Founded in the 1870s as a railroad watering station, Worthington was an agricultural community almost from the start. Tidy farms sprang up. Sturdy Germans and Scandinavians began fencing in and squaring off the Sioux's stolen hunting grounds. Alongside the few surviving Indian names—Lake Okabena, Ocheyedan River—such solidly European names as Jackson and Fulda and Lismore and Worthington were soon transposed to the prairie. Throughout my youth, and still today, the town was at its core a support system for outlying farms. No coincidence that I played shortstop for the Rural Electric Association's Little League team. No coincidence that a meatpacking plant became, and remains, the town's primary employer.

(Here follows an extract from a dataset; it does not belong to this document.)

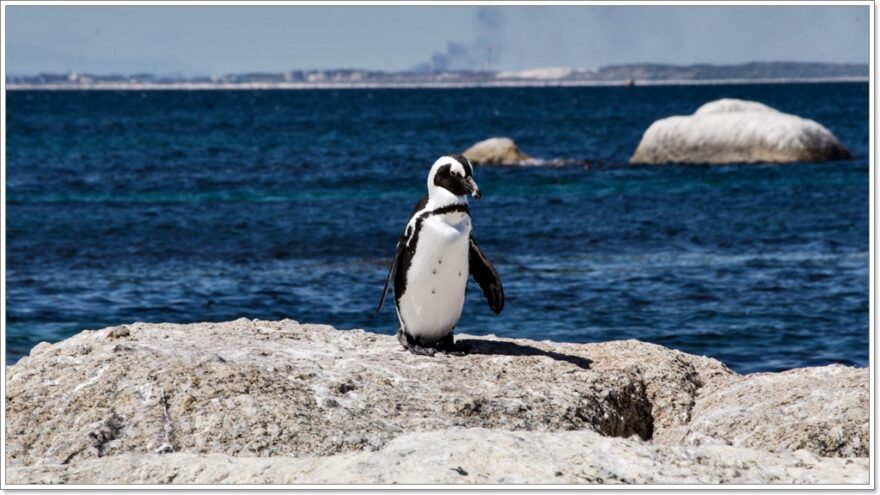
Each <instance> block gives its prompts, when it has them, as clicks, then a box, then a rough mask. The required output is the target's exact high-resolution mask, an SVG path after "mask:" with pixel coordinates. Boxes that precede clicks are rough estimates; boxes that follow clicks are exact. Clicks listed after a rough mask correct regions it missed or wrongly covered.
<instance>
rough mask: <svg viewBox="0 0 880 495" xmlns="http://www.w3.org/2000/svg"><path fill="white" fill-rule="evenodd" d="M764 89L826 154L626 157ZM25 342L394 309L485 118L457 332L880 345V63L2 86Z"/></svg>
mask: <svg viewBox="0 0 880 495" xmlns="http://www.w3.org/2000/svg"><path fill="white" fill-rule="evenodd" d="M721 97H733V98H745V99H750V100H757V101H761V102H763V103H766V104H768V105H771V106H773V107H776V108H778V109H780V110H782V111H786V112H791V113H795V114H798V115H801V116H804V117H808V118H812V119H815V120H817V121H819V122H820V123H822V124H824V125H825V126H827V127H828V128H829V129H831V130H832V131H833V132H834V133H835V134H836V135H837V136H838V137H839V138H840V139H841V141H842V142H843V143H844V145H845V146H847V147H848V148H849V149H850V151H851V152H853V154H854V156H855V158H854V159H852V160H847V161H840V162H833V163H824V164H793V165H785V166H777V165H751V166H736V165H732V166H643V167H634V166H629V165H627V160H628V159H629V156H630V154H631V153H632V151H633V150H634V149H635V147H636V145H637V144H638V141H639V139H640V137H641V134H642V132H643V131H644V129H646V128H647V127H648V125H650V124H651V122H653V121H654V120H655V119H658V118H661V117H664V116H668V115H671V114H686V113H691V112H693V111H694V110H695V109H696V108H697V107H698V106H699V105H701V104H702V103H704V102H707V101H710V100H713V99H717V98H721ZM7 105H8V106H7V118H8V127H7V165H8V168H7V191H6V194H7V196H6V201H7V223H8V225H7V265H8V266H6V267H4V268H5V269H6V275H7V295H6V297H7V300H6V302H7V324H8V327H7V328H6V345H7V362H8V363H13V362H15V361H17V360H18V359H19V358H20V357H21V356H22V355H25V354H27V353H28V351H29V350H30V348H31V347H33V346H34V345H35V344H36V343H38V342H40V341H43V340H48V341H57V340H59V339H63V338H65V337H67V336H69V335H72V334H74V333H76V332H78V331H80V330H82V329H95V328H101V327H103V326H108V325H115V324H122V323H128V322H134V321H150V322H160V321H171V322H197V321H206V320H211V321H222V320H229V319H234V318H238V317H242V316H246V317H252V318H263V319H279V318H285V317H288V318H293V319H296V320H299V321H303V322H320V323H328V324H331V325H334V326H336V327H338V328H365V329H368V330H373V331H378V332H385V333H393V332H394V330H395V329H396V317H395V315H394V310H393V309H392V306H391V305H386V307H385V308H384V310H383V312H382V313H381V315H380V316H378V317H373V316H372V313H373V310H374V308H375V305H376V303H377V302H378V299H379V296H380V292H381V288H382V283H383V281H384V277H385V274H386V270H387V265H388V263H389V261H390V259H391V256H392V254H393V251H394V245H395V242H396V239H397V236H398V234H399V233H400V231H401V229H402V227H403V225H404V223H405V222H406V219H407V216H408V214H409V212H410V210H411V208H412V206H413V205H414V203H415V202H416V201H417V200H418V198H419V197H420V196H421V195H422V194H423V193H424V190H425V178H426V173H427V170H428V168H429V166H430V164H431V163H432V162H433V160H434V159H435V158H436V157H437V156H438V155H440V154H442V153H445V152H449V151H460V150H462V149H464V148H465V147H467V146H468V145H470V144H471V143H473V142H475V141H478V140H480V139H483V138H486V137H490V136H510V137H512V138H514V139H515V140H516V141H517V142H518V143H519V144H520V146H521V147H522V148H523V149H524V150H525V151H526V152H528V153H530V154H533V155H536V156H538V157H541V158H545V159H567V160H572V163H571V164H569V165H567V166H564V167H547V168H486V167H483V168H478V169H477V171H476V178H477V181H478V182H479V184H480V187H481V189H482V191H483V193H484V195H483V199H482V200H479V201H472V203H471V210H472V214H473V216H474V223H475V235H476V237H477V239H478V241H479V242H480V244H481V245H482V246H483V248H484V250H485V251H486V252H487V254H488V255H489V256H490V257H491V258H492V259H493V261H494V262H495V263H496V266H497V268H498V270H499V272H500V273H501V275H502V278H503V281H504V288H505V292H506V295H507V304H506V306H505V309H504V312H503V313H502V314H501V315H500V316H494V315H493V314H492V313H491V312H490V310H489V308H488V306H487V305H486V303H485V302H484V301H483V300H482V296H481V294H480V292H479V289H478V288H477V287H476V285H474V284H473V283H472V285H471V288H470V291H469V293H468V301H467V303H466V307H465V310H464V314H463V317H462V321H461V323H460V325H459V329H458V331H461V332H466V333H471V334H486V333H495V334H498V335H502V336H510V337H528V338H532V339H551V340H557V341H571V342H594V341H604V340H610V339H630V338H634V339H640V340H644V341H649V342H656V343H659V344H662V345H666V346H670V347H673V348H676V349H681V350H683V351H686V352H691V353H696V354H703V355H708V356H712V357H715V358H718V359H720V360H722V361H723V362H725V363H726V364H728V365H729V366H730V367H731V368H733V369H735V370H737V371H740V372H752V371H762V370H781V369H787V368H792V367H798V366H807V365H821V364H826V363H832V362H840V363H847V364H855V365H862V366H863V365H866V364H867V362H868V331H869V329H868V208H869V205H868V179H869V165H868V158H867V156H868V132H869V131H868V118H869V117H868V86H867V84H859V83H846V84H844V83H841V84H786V85H732V86H724V85H719V86H666V87H636V88H618V87H607V88H522V89H455V90H436V89H432V90H391V89H383V90H338V91H337V90H315V91H198V92H187V91H154V92H137V91H127V92H104V91H101V92H97V91H96V92H73V91H70V92H66V91H65V92H51V91H45V92H43V91H12V92H8V93H7Z"/></svg>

For my father, still a relatively young man, it had to be bewildering to find himself in a landscape of grain elevators, silos, farm implement dealerships, feed stores and livestock sales barns. I don't mean to be deterministic about it. Human suffering can rarely be reduced to a single cause, and my dad may well have ended up with similar problems no matter where he lived. Yet unlike Chicago or New York, small-town Minnesota did not allow a man's failings to disappear beneath a veil of numbers. People talked. Secrets did not stay secret. And for me, already full of shame and embarrassment at my dad's drinking, the humiliating glare of public scrutiny began eating away at my stomach and at my self-esteem. I overheard things in school. There was teasing and innuendo. I felt pitied at times. Other times I felt judged. Some of this was imagined, no doubt, but some was as real as a toothache. One summer afternoon in the late '50s, I heard myself explaining to my teammates that my dad would no longer be coaching Little League, that he was in a state hospital, that he might or might not be back home that summer. I did not utter the word "alcohol"—nothing of the sort—but the mortification of that day still opens a trapdoor in my heart.
Decades later, my memories of Worthington are as much colored by what went on with my father—his increasing bitterness, the gossip, the midnight quarrels, the silent suppers, the bottles hidden away in the garage—as by anything having to do with the town itself. I began to hate the place. Not for what it was, but for what it was to me, and to my dad. After all, I loved my father. He was a good man. He was funny and intelligent and well read and conversant in history and a terrific storyteller and generous with his time and great with kids. Yet every object in town seemed to shimmer with an opposite judgment. The water tower overlooking Centennial Park seemed censorious and unforgiving. Main Street's Gobbler Café, with its crowd of Sunday diners fresh from church, seemed to hum with a soft, persistent rebuke.
Again, this was partly an echo of my own pain and fear. But pain and fear have a way of influencing our attitudes toward the most innocent, most inanimate objects in the world. Places are defined not just by their physicality, but also by the joys and tragedies that transpire in those places. A tree is a tree until it is used for a hanging. A liquor store is a liquor store until your father almost owns the joint. (Years later, as a soldier in Vietnam, I would encounter this dynamic again. The paddies and the mountains and the red clay trails—all of it seemed to pulse with the purest evil.) After departing for college in 1964, I never again lived in Worthington. My parents stayed on well into their old age, finally moving in 2002 to a retirement community in San Antonio. My dad died two years later.